Разное

«Семь раз я презирал свою душу:

Первый раз, когда увидел, что она покорялась, чтобы достичь высот.

Второй раз, когда заметил, что она хромает в присутствии увечных.

Третий раз, когда ей дано было выбирать между трудным и легким, и она выбрала легкое.

Четвертый, когда она свершила зло и в оправдание себе сказала, что другие поступают так же.

Пятый, когда она, стерпев по слабости своей, выдала терпение за силу.

Шестой, когда она с презрением отвернулась от уродливого лица, не ведая, что это одна из ее личин.

И седьмой раз, когда она пела хвалебную песнь и мнила это добродетелью.»

Джебран Халиль Джебран. Избранное. Ленинград. 1986. С. 243.

«В естественном своем состоянии ты самого себя познать не можешь, а потому и Бог тебя познать Его не допустит (а потому и познание Бога тебе не дается). Естественный свет сияет в тебе как месяц, он прибывает и убывает; но свет от высоты, благодать, сияет как солнце, и всякую светлость блистанием, ясностию и чистотою своею превосходит.

Делами своими ты Богу угодить не можешь: ибо в делах своих по природе ты имеешь предметом одну только природу — самого себя; то Богу угодно быть не может. Если же будешь искать Бога, то найдешь Бога, и Он даст тебе праведную жизнь и сохранит тебя в правде, которая в том заключается, чтобы ты воистину признавал, что Он есть Бог и что ты сам ничто. Все , что тебя от Бога и Бога от тебя отлучает, и что всегда препятствует Ему совершить в тебе дело свое, заключается единственно в том, что ты что-нибудь значишь и Богу делами своими угодить желаешь: Бог же твоих дел не хочет; Он хочет Своего дела. От этого вся беда и тревоги. Склонность к добру поелику добром обладать для нас приятно, есть самолюбие, есть наслаждение ради наслаждения.
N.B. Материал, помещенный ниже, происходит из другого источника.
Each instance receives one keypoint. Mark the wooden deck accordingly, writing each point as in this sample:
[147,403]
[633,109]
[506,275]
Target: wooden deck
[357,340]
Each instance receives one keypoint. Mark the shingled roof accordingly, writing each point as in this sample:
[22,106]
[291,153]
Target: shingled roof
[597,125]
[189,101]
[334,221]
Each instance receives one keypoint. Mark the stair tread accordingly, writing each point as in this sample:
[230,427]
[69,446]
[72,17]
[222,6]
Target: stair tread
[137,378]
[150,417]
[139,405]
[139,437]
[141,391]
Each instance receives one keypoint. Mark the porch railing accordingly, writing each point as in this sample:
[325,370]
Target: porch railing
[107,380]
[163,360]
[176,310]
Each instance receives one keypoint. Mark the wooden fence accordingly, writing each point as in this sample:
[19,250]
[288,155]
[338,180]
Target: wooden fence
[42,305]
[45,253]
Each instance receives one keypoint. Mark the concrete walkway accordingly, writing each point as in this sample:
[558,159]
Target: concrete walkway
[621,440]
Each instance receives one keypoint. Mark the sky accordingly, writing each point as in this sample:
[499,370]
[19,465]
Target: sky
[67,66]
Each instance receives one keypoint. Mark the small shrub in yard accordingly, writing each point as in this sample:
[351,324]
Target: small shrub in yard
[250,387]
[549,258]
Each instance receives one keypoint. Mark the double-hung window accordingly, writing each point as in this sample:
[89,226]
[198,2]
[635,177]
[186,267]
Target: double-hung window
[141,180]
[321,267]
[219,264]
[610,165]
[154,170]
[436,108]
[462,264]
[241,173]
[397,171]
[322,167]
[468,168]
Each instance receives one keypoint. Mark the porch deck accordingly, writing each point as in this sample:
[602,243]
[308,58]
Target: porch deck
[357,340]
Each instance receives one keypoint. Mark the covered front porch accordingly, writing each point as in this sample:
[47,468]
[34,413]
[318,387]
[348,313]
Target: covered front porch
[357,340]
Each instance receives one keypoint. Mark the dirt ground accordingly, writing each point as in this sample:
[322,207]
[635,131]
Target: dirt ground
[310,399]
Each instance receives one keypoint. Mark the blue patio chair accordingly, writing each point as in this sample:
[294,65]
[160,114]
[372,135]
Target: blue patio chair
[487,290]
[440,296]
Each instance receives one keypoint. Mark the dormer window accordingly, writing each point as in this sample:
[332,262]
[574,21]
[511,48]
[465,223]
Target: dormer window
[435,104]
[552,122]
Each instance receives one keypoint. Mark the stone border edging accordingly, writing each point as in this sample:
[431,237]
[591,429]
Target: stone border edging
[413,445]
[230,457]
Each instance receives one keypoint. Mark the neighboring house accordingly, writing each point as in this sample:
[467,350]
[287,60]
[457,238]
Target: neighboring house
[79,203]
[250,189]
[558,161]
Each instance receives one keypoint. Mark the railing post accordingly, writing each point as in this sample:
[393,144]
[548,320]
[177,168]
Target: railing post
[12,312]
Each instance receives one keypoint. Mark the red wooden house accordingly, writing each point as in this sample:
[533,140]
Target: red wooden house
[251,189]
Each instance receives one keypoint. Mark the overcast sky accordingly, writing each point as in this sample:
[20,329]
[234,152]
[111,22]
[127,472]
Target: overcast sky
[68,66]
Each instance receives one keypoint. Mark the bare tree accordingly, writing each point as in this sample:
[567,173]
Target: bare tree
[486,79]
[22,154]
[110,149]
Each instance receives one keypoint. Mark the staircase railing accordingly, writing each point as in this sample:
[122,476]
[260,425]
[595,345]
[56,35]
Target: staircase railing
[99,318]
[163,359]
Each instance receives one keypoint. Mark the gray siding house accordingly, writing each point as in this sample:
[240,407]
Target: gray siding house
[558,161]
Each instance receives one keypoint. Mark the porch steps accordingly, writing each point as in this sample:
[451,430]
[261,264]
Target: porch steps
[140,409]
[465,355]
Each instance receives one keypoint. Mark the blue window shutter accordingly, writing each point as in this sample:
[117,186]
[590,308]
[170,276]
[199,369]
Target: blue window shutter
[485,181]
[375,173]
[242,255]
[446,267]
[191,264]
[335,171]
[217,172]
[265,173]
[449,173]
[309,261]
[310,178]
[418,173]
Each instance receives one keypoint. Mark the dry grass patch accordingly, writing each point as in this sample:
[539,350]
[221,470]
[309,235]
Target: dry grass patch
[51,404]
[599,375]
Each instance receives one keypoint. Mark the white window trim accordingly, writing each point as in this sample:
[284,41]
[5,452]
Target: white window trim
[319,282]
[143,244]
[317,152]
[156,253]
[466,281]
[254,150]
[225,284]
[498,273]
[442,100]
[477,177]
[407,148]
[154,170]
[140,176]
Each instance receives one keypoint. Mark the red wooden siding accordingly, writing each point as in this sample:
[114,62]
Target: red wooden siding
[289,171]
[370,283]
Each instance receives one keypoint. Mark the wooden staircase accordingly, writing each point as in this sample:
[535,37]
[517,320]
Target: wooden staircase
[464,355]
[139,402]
Так не должно любить ни Бога , ни людей. Люби истину ради истины и правду люби в ней самой.

Обратись к отеческому сердцу Бога — и все свое упование возложи единственное на драгоценные заслуги Иисуса Христа. Крест да будет твоею оградою. Бросься душою к стопам Иисуса: в Нем одном ищи очищения и оправдания всей твоей жизни».

Жуковский В.А. Полн. собр. соч. В 12-ти тт. Т. 9. Спб. 1902. С. 15.

«Тот, кто любит опасность, заслуживает того, чтобы от нее погибнуть».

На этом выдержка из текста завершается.